One related June 2026 case shows how officials say the process can begin: a French citizen in New Jersey pleaded guilty after admitting he voted in 2022, and his lawyer said he believed he was allowed to vote because he had been automatically registered when he got a New Jersey driver’s license. That does not prove the same mechanism in the four-person case, but it does show the kind of record mismatch that can bring attention to a noncitizen voting case.

Who was named

The four people named in the New Jersey charging announcement were David Neewilly, Jacenth Beadle Exum, Idan Choresh, and Abhinandan Vig. Reported allegations say Neewilly voted in 2020 and 2024, Beadle Exum and Vig voted in 2020, and Choresh voted in 2022.

Their charges varied, but included illegal voting, false statements related to naturalization, and unlawful procurement of citizenship or naturalization.

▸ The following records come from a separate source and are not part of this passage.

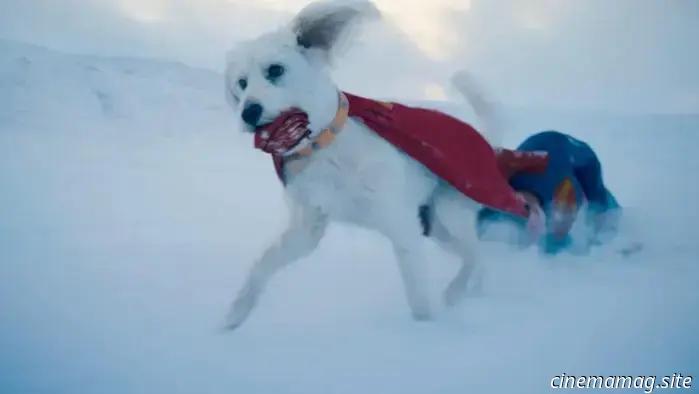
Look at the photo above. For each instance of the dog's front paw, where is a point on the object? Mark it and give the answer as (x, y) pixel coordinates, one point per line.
(421, 311)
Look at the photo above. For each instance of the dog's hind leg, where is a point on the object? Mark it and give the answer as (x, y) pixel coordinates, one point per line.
(306, 229)
(454, 229)
(403, 229)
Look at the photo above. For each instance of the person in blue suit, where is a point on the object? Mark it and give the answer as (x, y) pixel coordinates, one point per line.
(570, 180)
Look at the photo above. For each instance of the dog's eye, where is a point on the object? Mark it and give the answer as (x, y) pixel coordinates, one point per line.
(274, 71)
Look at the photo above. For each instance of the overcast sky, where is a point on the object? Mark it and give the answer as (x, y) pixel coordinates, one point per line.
(616, 55)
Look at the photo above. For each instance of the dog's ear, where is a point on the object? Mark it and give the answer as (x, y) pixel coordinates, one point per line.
(324, 25)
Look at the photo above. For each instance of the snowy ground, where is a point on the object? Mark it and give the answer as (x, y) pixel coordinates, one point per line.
(130, 210)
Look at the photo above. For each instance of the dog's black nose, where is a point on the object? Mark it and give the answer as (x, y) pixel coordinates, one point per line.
(251, 113)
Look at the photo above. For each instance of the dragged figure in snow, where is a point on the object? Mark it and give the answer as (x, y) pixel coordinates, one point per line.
(562, 177)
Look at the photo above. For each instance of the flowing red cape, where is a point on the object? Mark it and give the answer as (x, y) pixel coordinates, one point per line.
(450, 148)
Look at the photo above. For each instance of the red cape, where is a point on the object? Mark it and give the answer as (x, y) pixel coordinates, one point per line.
(451, 149)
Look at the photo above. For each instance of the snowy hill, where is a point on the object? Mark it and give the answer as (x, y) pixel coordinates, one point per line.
(131, 208)
(38, 84)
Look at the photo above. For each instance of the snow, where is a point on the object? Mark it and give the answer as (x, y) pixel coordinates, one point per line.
(132, 208)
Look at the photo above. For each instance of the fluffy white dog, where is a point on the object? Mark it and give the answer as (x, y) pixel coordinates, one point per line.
(338, 168)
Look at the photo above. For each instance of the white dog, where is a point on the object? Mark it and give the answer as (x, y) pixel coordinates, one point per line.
(342, 170)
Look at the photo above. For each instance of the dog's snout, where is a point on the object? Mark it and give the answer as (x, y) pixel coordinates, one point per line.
(252, 112)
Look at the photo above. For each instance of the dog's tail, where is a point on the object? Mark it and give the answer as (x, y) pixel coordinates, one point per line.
(493, 128)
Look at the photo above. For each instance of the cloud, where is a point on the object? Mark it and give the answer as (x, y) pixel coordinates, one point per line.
(626, 55)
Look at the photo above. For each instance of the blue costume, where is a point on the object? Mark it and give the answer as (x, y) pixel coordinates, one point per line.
(573, 176)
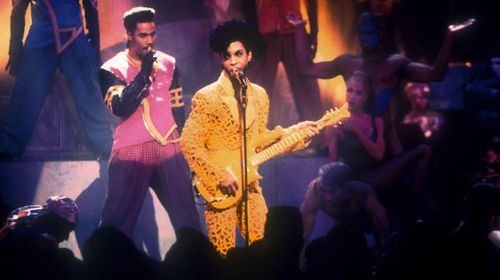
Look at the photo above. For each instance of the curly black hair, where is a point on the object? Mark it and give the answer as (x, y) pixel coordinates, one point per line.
(137, 15)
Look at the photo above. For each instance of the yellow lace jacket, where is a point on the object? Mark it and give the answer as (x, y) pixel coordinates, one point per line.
(213, 128)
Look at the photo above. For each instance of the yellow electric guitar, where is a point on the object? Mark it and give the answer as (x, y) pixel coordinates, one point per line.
(212, 194)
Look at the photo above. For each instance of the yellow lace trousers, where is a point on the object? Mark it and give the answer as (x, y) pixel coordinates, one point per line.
(221, 224)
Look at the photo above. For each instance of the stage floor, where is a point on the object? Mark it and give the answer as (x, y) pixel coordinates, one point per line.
(31, 182)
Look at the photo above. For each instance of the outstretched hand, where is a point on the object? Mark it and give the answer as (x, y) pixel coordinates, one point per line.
(147, 64)
(309, 128)
(461, 25)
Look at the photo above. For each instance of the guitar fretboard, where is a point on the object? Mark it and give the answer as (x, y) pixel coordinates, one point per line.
(277, 148)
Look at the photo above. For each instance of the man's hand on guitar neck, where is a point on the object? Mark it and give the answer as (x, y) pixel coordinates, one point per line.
(229, 186)
(309, 128)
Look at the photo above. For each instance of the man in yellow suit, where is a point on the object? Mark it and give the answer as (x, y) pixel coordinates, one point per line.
(213, 134)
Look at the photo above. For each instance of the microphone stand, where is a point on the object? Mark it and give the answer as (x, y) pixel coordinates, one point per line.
(243, 105)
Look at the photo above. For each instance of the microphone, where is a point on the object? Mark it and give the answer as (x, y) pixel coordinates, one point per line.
(243, 79)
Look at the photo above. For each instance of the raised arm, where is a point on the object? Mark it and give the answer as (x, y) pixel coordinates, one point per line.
(122, 99)
(92, 23)
(421, 73)
(323, 70)
(17, 24)
(312, 15)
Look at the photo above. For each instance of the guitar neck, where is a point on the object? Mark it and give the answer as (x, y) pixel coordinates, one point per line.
(277, 148)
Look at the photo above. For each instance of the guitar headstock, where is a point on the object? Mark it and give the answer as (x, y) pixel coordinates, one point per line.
(334, 116)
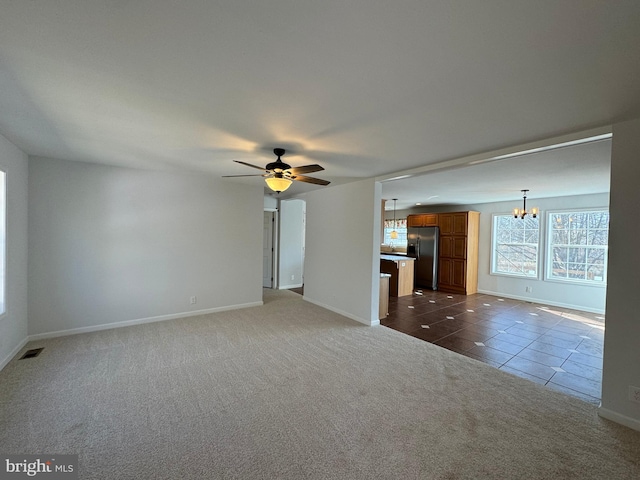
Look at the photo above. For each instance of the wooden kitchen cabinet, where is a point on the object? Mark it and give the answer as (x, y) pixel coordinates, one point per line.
(423, 220)
(401, 271)
(458, 257)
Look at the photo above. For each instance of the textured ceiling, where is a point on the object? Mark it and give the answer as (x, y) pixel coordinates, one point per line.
(365, 87)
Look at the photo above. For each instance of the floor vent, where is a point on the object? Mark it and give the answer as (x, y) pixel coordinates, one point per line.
(31, 353)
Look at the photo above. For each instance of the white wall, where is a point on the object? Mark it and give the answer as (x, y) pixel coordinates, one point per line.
(110, 244)
(291, 243)
(622, 337)
(13, 324)
(342, 261)
(270, 202)
(581, 297)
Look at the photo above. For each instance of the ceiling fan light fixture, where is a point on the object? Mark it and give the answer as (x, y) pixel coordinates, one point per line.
(278, 184)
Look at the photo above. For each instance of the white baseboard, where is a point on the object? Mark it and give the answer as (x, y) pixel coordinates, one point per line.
(343, 313)
(619, 418)
(543, 301)
(139, 321)
(13, 353)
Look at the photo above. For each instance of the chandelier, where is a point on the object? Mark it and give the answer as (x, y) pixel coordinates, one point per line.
(394, 233)
(517, 212)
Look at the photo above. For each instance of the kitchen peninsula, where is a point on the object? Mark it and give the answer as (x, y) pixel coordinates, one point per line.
(400, 268)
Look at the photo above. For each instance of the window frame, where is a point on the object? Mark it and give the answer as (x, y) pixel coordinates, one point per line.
(549, 249)
(401, 228)
(493, 259)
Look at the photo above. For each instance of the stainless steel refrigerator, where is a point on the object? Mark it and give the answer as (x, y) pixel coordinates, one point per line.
(422, 244)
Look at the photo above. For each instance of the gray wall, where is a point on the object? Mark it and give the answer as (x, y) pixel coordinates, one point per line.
(13, 323)
(110, 244)
(622, 337)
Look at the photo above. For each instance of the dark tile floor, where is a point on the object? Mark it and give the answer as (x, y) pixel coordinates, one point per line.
(553, 346)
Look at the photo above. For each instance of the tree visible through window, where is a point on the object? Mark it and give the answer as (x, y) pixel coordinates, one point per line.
(515, 246)
(578, 246)
(400, 227)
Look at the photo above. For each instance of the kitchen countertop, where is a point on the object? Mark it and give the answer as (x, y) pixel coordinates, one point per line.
(395, 258)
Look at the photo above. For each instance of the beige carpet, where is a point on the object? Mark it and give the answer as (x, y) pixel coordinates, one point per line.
(292, 391)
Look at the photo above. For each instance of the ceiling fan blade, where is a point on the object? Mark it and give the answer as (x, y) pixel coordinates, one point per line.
(257, 175)
(305, 169)
(249, 165)
(316, 181)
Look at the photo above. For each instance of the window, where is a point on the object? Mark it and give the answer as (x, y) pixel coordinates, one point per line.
(3, 243)
(515, 246)
(400, 227)
(578, 246)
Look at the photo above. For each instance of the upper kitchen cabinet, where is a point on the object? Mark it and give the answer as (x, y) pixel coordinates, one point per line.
(458, 259)
(423, 220)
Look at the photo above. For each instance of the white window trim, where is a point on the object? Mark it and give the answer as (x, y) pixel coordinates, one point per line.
(538, 275)
(548, 263)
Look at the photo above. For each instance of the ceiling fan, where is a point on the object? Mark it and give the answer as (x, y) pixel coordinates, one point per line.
(278, 174)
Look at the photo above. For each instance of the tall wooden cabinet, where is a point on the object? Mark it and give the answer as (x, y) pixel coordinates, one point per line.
(458, 256)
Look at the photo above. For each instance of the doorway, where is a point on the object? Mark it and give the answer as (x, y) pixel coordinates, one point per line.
(267, 249)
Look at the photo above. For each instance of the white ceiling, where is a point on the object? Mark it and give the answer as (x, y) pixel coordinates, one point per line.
(365, 87)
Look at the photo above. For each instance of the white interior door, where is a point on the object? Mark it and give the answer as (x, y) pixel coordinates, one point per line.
(267, 250)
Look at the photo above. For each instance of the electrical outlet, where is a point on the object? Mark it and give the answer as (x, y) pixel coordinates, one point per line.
(634, 394)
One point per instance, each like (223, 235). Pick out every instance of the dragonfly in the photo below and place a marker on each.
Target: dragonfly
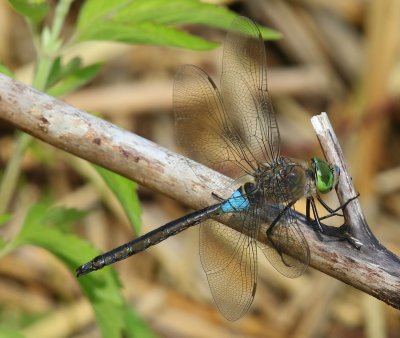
(235, 130)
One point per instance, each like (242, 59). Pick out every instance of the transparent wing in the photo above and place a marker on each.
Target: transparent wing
(286, 233)
(245, 95)
(229, 259)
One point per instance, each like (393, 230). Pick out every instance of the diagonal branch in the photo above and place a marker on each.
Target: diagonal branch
(372, 269)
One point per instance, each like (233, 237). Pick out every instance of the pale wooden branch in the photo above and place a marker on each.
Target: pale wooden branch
(371, 269)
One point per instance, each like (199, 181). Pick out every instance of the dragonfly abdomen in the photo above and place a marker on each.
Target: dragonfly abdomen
(153, 237)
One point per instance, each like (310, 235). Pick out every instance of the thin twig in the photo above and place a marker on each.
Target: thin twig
(372, 268)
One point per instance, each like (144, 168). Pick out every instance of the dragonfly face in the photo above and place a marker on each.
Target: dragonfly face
(326, 175)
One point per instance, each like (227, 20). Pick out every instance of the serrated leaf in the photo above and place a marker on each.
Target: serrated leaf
(6, 71)
(75, 80)
(58, 70)
(146, 33)
(35, 10)
(125, 190)
(102, 288)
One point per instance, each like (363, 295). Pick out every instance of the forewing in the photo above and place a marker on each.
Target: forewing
(244, 92)
(229, 259)
(288, 250)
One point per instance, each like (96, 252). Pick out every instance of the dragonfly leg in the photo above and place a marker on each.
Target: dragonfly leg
(217, 197)
(318, 228)
(272, 226)
(340, 233)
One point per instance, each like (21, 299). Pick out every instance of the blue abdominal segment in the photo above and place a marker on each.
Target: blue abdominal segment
(237, 202)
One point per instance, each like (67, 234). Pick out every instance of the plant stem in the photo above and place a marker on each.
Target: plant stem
(46, 54)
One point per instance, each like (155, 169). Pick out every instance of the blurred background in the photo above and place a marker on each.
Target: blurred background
(342, 57)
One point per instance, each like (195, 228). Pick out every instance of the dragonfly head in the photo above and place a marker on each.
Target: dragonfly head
(326, 175)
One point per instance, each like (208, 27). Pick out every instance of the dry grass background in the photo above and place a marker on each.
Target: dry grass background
(340, 56)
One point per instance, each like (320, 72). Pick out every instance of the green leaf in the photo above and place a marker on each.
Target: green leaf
(146, 33)
(6, 71)
(75, 80)
(58, 70)
(102, 288)
(10, 333)
(4, 218)
(152, 21)
(125, 190)
(136, 327)
(35, 10)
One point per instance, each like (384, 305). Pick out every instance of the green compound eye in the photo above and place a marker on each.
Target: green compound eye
(325, 175)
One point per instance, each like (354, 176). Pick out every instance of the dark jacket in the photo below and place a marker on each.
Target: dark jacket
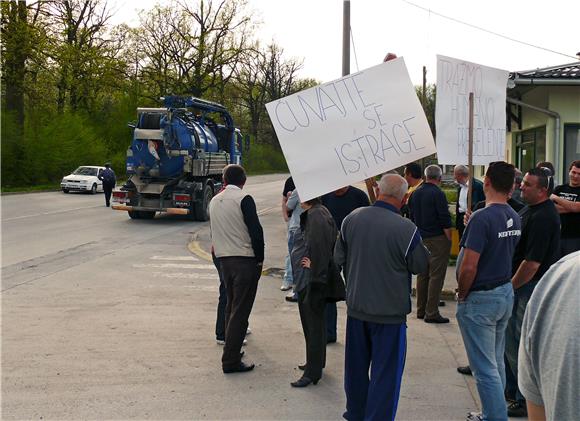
(316, 239)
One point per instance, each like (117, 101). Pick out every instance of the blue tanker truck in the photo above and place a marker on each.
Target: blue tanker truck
(176, 158)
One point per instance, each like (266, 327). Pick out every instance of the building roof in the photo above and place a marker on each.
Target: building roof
(564, 73)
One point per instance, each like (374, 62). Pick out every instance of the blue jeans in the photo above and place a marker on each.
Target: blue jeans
(512, 341)
(288, 278)
(483, 318)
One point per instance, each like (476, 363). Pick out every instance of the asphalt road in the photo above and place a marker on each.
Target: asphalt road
(104, 317)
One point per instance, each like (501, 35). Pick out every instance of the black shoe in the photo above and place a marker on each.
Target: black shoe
(517, 410)
(437, 319)
(465, 370)
(303, 382)
(242, 368)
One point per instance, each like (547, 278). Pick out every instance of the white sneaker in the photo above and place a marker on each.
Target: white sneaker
(220, 342)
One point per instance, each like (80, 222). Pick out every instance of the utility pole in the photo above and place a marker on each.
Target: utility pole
(345, 37)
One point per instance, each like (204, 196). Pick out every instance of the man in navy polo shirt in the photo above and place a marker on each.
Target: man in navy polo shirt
(485, 292)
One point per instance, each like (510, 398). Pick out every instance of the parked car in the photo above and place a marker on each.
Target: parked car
(85, 178)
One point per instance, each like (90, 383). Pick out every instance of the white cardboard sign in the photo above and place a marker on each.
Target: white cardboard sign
(455, 80)
(353, 128)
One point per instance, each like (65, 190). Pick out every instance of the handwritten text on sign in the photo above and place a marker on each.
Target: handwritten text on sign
(356, 127)
(455, 80)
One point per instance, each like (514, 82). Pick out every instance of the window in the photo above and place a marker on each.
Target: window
(530, 147)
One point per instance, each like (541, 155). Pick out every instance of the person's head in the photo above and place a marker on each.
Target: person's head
(234, 174)
(412, 173)
(537, 185)
(309, 203)
(499, 177)
(461, 174)
(548, 165)
(392, 189)
(519, 177)
(433, 174)
(574, 173)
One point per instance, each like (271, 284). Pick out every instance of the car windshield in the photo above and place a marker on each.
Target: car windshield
(85, 171)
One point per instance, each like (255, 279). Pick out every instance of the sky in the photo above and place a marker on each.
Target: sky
(311, 30)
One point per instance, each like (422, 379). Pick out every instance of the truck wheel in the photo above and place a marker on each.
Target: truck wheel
(147, 214)
(202, 207)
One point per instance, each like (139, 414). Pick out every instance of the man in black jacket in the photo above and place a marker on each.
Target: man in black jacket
(461, 176)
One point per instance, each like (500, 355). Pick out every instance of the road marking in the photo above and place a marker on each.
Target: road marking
(176, 258)
(172, 266)
(51, 213)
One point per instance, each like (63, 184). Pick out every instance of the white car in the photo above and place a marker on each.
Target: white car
(83, 179)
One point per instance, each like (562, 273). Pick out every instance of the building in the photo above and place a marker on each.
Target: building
(543, 117)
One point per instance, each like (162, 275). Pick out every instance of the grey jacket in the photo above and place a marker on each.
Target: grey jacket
(378, 250)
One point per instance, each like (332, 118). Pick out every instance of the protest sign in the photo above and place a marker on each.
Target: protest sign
(455, 80)
(353, 128)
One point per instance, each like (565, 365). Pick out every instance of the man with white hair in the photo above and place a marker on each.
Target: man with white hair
(430, 211)
(378, 298)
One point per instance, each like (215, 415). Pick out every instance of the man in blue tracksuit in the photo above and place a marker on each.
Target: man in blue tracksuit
(378, 298)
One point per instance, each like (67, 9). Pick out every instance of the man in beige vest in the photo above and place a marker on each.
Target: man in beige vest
(238, 242)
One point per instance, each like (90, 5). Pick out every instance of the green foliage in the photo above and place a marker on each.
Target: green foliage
(263, 159)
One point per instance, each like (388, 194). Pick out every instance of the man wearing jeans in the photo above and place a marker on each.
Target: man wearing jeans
(430, 212)
(485, 293)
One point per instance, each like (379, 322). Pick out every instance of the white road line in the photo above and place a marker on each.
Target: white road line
(176, 258)
(51, 213)
(173, 266)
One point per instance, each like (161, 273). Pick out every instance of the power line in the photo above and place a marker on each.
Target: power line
(487, 30)
(354, 49)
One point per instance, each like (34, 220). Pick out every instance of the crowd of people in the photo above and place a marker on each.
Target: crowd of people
(512, 228)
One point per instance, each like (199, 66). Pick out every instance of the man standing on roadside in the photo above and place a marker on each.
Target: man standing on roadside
(429, 210)
(485, 296)
(567, 200)
(340, 203)
(238, 242)
(378, 299)
(537, 250)
(461, 176)
(107, 176)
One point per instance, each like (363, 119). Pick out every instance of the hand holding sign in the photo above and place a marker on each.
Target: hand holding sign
(351, 129)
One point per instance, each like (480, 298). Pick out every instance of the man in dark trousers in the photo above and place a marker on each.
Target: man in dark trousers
(461, 176)
(485, 296)
(379, 250)
(537, 250)
(107, 176)
(238, 243)
(340, 203)
(429, 210)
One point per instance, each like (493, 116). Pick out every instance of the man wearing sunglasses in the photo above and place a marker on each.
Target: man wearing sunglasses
(537, 250)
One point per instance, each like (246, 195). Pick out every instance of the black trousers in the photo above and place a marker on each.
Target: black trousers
(240, 275)
(108, 189)
(312, 305)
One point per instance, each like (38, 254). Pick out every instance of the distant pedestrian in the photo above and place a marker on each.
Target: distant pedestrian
(567, 200)
(461, 176)
(340, 203)
(413, 176)
(537, 250)
(238, 242)
(485, 297)
(430, 211)
(549, 354)
(107, 176)
(316, 273)
(379, 250)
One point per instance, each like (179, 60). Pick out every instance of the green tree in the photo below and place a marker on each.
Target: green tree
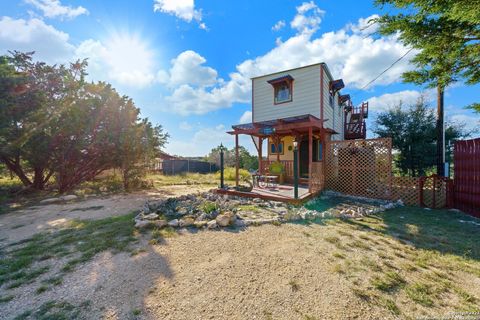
(446, 34)
(31, 98)
(412, 130)
(54, 124)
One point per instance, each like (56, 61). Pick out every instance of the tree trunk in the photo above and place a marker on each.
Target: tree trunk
(38, 179)
(440, 164)
(17, 169)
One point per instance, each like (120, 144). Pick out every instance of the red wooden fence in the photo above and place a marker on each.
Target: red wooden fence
(467, 176)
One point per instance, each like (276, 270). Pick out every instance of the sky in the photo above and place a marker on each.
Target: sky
(187, 64)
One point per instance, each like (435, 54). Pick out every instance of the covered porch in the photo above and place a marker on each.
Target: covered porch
(304, 135)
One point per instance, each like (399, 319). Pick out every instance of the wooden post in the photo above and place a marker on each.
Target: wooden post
(260, 141)
(237, 164)
(299, 139)
(277, 143)
(310, 152)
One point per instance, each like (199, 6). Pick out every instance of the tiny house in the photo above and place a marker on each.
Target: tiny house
(301, 108)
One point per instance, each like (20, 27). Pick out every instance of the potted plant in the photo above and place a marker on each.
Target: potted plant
(278, 169)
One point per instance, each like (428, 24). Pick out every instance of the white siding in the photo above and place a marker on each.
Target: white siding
(305, 99)
(332, 113)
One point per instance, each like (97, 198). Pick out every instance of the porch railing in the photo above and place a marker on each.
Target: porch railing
(288, 164)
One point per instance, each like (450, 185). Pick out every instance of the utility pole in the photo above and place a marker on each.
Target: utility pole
(440, 132)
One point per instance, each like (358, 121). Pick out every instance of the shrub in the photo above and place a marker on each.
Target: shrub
(209, 207)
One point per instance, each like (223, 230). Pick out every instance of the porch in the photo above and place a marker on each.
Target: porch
(304, 135)
(283, 193)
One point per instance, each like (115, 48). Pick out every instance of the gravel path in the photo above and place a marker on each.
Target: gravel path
(265, 272)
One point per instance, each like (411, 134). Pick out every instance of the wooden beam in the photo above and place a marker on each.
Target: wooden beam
(310, 153)
(260, 160)
(237, 164)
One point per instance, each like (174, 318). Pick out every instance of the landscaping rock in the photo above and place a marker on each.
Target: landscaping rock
(146, 208)
(50, 200)
(226, 219)
(188, 210)
(160, 223)
(200, 224)
(69, 197)
(142, 224)
(212, 224)
(151, 216)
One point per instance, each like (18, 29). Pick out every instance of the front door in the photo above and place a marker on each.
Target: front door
(303, 156)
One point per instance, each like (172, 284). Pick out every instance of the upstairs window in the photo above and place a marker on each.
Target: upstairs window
(282, 89)
(283, 93)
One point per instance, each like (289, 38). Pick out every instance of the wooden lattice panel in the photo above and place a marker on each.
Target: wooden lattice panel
(317, 180)
(435, 193)
(359, 167)
(406, 189)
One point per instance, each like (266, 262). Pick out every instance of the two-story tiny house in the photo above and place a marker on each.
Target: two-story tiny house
(304, 105)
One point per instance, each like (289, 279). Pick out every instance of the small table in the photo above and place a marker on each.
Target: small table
(264, 181)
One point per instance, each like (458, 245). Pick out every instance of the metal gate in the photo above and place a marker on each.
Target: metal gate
(467, 176)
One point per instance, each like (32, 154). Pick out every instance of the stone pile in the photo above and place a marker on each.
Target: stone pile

That mix matters because it shows prosecutors were not treating this only as an election issue; they were also focused on what was said later during the immigration process.

Why it matters

Noncitizen voting in federal elections is illegal, so these cases tend to draw attention quickly and become part of broader debates about voter registration systems and election integrity. Supporters of stricter rules point to these prosecutions as evidence that verification needs to be tighter, while critics often argue that such cases are rare compared with the size of the electorate.

In New Jersey, the controversy has also centered on how automatic registration and motor vehicle records can interact when a noncitizen gets a driver’s license. That is why the story has spread beyond a single courtroom filing and into a larger political discussion.

One-line version

They were caught when their alleged voting history did not match what they later told immigration authorities, and prosecutors used those mismatches to bring charges.

TL;DR: Four New Jersey residents were charged after prosecutors said they were not U.S. citizens when they registered and voted, then later lied about that voting history on naturalization forms.